Several years ago, Aulby assumed ownership of Arrowhead Lanes, a 24 lane center in Lafayette Ind. His manager? Four-time PBA title-holder, Scott Devers! Business at Arrowhead Lanes became so lucrative, Aulby added an additional 12 lanes. Furthermore, Aulby, whose son Christopher excels at hockey, now operates two hockey/ice rinks in his hometown Indianapolis.
George Pappas, a former Charlotte, N. Carolinian now residing in nearby Cornelius, currently owns and operates three bowling centers in his native state…Park Lanes in Charlotte, Gastonia Lanes in Gastonia and his newest establishment, Victory Lanes, a 40 lane bowling center in Mooresville, approximately 20 miles north of Charlotte.
Victory Lanes serves as an example of a state of the art bowling facility. George Pappas’ Victory Lanes features a large parking area, a full service restaurant, a huge billiard room, a large game room, a well-stocked pro shop, incredible wall décor, a spacious concourse with TWENTY TWO television sets, plus four huge portable TV screens located above the masking units, extra-clean rest rooms on both ends of the concourse, a cozy modern bar with five TV sets, and a snack bar.
At one time, Marshall Holman seemed destined to inherit the position of analyst on the ESPN Pro Bowlers Tour. However, he was by-passed in favor of Randy Pedersen. His failure to secure the ESPN position has proven to be a blessing in disguise. Marshall and his wife currently operate a very successful franchised tax service business that is continually expanding throughout the country.
Allie Clarke, a three-time PBA champion, currently operates Maysville All Star Lanes in Zanesville, Ohio. Allie continues to participate in PBA Senior events.
Ted Hoffman, a former PBA touring player and later PBA Western Regional Director, became manager of Dublin Bowl when Earl Anthony assumed ownership. Following Anthony’s untimely death, Hoffman continues to oversee operations at the popular bowling center.
I would be remiss in neglecting to mention present PBA bowlers who are financially involved in bowling centers. Doug Kent, currently enjoying the most productive years of his career on the PBA tour, operates two centers in northwest area of the state of New York; Doug Kent’s Lakeside Lanes in Penn Yan, N.Y. and Doug Kent’s Rose Bowl Lanes in Newark, N.Y.
I had the privilege and pleasure of coaching many, many bowlers. Included among them are four of my favorite people; Tom Crites, David Ferraro, Dave Husted and Jeff Lizzi. I have them listed in a separate category. All of these gentlemen have all assumed management of family-owned bowling businesses.
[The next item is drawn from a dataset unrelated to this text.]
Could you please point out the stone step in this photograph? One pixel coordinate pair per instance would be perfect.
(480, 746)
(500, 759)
Steve Cook, a 15-time PBA Champion, is Mike Aulby’s brothet-in-law. Unlike Mike, who invested in a bowling center, Cook developed Steve Cook’s Bowling Supply into one of America’s most successful bowling-related businesses. Cook, a native Californian, credits a lot of his success to the support of his wife and children, all whom are actively engaged in the day-to-day operations.
Veteran bowling fans can vividly recall the ABC-TV Pro Bowlers Tour every Saturday afternoon, particularly the dynamic duo of Chris Schenkel and Nelson Burton Jr. The late Chris Schenkel, a Hall of Fame announcer possessed a golden throat and brought prestige to the PBA Pro Bowlers Tour. Bo Burton, an ABC and PBA Hall of Famer, was a frequent candidate for TV honors as an analyst. Schenkel and Burton became household names in bowling circles. Unfortunately, Chris Schenkel passed away several years ago.
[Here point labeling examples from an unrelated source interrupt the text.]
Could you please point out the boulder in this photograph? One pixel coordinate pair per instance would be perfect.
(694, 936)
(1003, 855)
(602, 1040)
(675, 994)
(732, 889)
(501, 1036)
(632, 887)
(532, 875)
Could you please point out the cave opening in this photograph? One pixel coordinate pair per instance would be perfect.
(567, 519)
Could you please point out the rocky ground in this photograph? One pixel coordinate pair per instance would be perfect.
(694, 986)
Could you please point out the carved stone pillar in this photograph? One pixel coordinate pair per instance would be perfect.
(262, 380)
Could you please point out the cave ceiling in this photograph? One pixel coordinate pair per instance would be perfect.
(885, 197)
Burton won 17 PBA titles, including the US Open and the ABC Masters. Nelson Burton Jr., not only inherited his father’s nickname Bo but also inherited a bowling center from his father. In addition, he made some very wise investments and currently resides in Florida with his children.
Perhaps the most financially successful former professional bowler is Chuck Lande, a Dallas, Texas native. Lande will be featured in next month’s column.